He buys shrimp that are two months old from a farmer in Indiana. At that point, the shrimp are three-quarters to an inch long and about a gram in weight. It takes about three months for them to grow to full size, and every month, three of his tanks are ready to harvest.
While he checks the water balance daily, he’s experienced some losses.
“We get what we call the suicide jump,” he said, when the shrimp jump out of the tank at night. Even though there’s an extra foot height on the pool, they can easily clear that.
He was also told not to expect much more than a 50 percent survival rate during the first year, he said. One crop hit 50 percent, and he’s seen about 35 to 40 percent lately. After the first year, after he gets the systems established, the survival rate goes up. Later, he’d like to expand into phase two, where he starts growing the shrimp from when they’re about 10 days old.

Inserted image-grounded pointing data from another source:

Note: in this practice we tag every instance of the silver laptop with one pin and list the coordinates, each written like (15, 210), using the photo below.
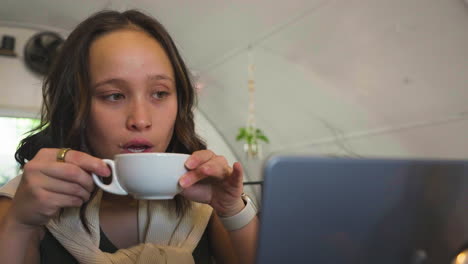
(339, 210)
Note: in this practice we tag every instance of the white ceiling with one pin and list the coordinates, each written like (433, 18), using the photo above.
(325, 69)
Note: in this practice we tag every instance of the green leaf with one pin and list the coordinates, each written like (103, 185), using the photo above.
(242, 134)
(264, 138)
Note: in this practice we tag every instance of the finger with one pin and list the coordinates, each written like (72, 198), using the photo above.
(237, 176)
(70, 173)
(87, 162)
(67, 188)
(198, 157)
(216, 168)
(81, 159)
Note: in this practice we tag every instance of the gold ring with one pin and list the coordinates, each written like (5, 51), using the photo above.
(61, 154)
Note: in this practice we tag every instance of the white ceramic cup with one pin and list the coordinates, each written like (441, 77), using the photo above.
(146, 176)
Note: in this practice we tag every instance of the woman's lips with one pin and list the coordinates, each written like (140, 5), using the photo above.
(137, 146)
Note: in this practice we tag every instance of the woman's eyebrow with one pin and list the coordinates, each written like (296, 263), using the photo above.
(157, 77)
(114, 81)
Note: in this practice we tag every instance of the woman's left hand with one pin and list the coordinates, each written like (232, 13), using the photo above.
(211, 180)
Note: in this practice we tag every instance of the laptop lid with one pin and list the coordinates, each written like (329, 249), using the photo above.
(339, 210)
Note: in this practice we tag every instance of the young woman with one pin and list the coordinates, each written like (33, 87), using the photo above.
(119, 85)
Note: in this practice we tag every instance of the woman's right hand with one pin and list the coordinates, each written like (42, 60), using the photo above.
(47, 185)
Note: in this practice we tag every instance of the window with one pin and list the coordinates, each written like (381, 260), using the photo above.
(11, 132)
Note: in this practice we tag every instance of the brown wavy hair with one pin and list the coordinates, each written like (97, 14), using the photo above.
(67, 96)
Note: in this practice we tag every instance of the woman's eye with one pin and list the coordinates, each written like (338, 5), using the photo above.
(160, 95)
(114, 97)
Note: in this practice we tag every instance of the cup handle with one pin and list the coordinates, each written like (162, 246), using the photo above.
(114, 187)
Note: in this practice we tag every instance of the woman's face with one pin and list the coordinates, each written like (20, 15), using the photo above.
(134, 98)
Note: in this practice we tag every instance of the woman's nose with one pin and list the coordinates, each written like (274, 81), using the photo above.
(139, 117)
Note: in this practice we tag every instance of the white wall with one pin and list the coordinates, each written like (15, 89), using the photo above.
(20, 89)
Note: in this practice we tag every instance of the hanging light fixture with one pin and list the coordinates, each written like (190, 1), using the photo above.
(250, 134)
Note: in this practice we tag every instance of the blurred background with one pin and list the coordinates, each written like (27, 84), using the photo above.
(360, 78)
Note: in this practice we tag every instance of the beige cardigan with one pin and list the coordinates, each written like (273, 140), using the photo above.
(164, 237)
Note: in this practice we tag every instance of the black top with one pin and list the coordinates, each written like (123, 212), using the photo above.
(52, 252)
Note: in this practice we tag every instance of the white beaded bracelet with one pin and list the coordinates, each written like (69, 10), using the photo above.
(242, 218)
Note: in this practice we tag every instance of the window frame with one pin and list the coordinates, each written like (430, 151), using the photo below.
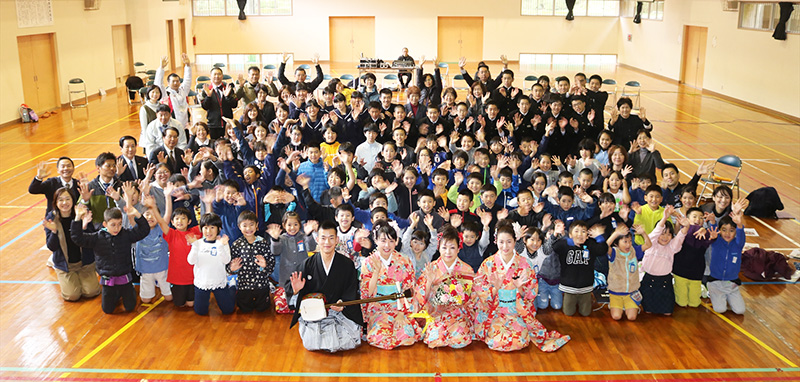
(773, 17)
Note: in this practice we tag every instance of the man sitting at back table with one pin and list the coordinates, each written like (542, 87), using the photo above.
(152, 137)
(218, 99)
(300, 75)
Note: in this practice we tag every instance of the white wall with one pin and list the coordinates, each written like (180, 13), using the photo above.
(744, 64)
(83, 43)
(411, 23)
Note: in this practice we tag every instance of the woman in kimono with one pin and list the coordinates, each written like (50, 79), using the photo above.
(443, 296)
(505, 289)
(384, 272)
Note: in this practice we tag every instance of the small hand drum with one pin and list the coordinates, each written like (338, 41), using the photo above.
(312, 307)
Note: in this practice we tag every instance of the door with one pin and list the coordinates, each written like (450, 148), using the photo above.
(123, 59)
(171, 44)
(39, 76)
(694, 55)
(182, 31)
(351, 37)
(460, 37)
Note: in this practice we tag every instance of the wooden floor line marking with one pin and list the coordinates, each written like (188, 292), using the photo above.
(750, 336)
(114, 336)
(72, 141)
(398, 375)
(722, 128)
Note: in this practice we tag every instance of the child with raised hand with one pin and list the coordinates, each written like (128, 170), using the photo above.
(209, 256)
(472, 250)
(419, 245)
(290, 250)
(253, 262)
(180, 274)
(112, 251)
(726, 261)
(649, 214)
(152, 254)
(689, 263)
(538, 247)
(615, 184)
(658, 294)
(577, 254)
(623, 273)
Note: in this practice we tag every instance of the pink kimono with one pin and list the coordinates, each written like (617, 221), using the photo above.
(446, 297)
(505, 316)
(388, 322)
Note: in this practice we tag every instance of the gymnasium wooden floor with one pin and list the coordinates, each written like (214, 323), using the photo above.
(45, 338)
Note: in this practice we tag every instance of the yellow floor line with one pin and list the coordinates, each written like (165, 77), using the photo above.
(723, 129)
(114, 336)
(70, 142)
(750, 336)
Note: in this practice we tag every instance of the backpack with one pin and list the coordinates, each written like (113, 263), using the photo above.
(763, 203)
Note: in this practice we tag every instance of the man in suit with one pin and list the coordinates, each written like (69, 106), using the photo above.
(300, 75)
(42, 185)
(151, 138)
(169, 153)
(218, 100)
(129, 165)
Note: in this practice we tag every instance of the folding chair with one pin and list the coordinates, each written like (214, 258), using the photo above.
(633, 89)
(610, 82)
(530, 78)
(713, 179)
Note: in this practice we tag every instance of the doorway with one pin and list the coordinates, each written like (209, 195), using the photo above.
(123, 54)
(460, 37)
(694, 55)
(182, 31)
(171, 44)
(350, 37)
(37, 60)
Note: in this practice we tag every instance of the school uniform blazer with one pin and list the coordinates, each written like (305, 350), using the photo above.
(217, 108)
(140, 163)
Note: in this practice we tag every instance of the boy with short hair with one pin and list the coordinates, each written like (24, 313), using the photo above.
(112, 250)
(471, 251)
(565, 211)
(252, 262)
(367, 152)
(577, 256)
(649, 214)
(315, 169)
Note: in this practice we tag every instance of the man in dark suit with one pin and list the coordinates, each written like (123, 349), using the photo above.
(218, 99)
(129, 165)
(169, 153)
(42, 185)
(300, 75)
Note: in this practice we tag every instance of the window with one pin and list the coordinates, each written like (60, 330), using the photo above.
(651, 10)
(253, 7)
(539, 63)
(760, 16)
(238, 63)
(559, 8)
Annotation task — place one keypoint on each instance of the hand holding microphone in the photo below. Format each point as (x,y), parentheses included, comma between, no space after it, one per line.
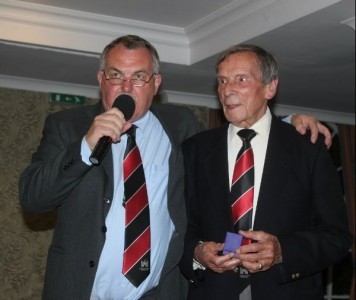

Farming is in Schieber’s blood. He grew up on a farm in Wellington, Missouri, and his family’s been farming for generations. They grew crops, cattle and, when he was younger, pigs.
He considers himself a modern farmer.
“It’s not your traditional type, but it is considered farming,” he said.
He sells his shrimp to Kansas City restuarants like The Rieger, Novel and Room 39 (he also sells to the general public by appointment). He’s heard from local chefs that the taste is as fresh and clean as you’d get from the ocean.
“I would say that probably mine are going to taste better because they’re fresh,” he said. You don’t know how long shrimp from the ocean have been on ice, he added.
“The day I give them to my chefs, they were still alive this morning.”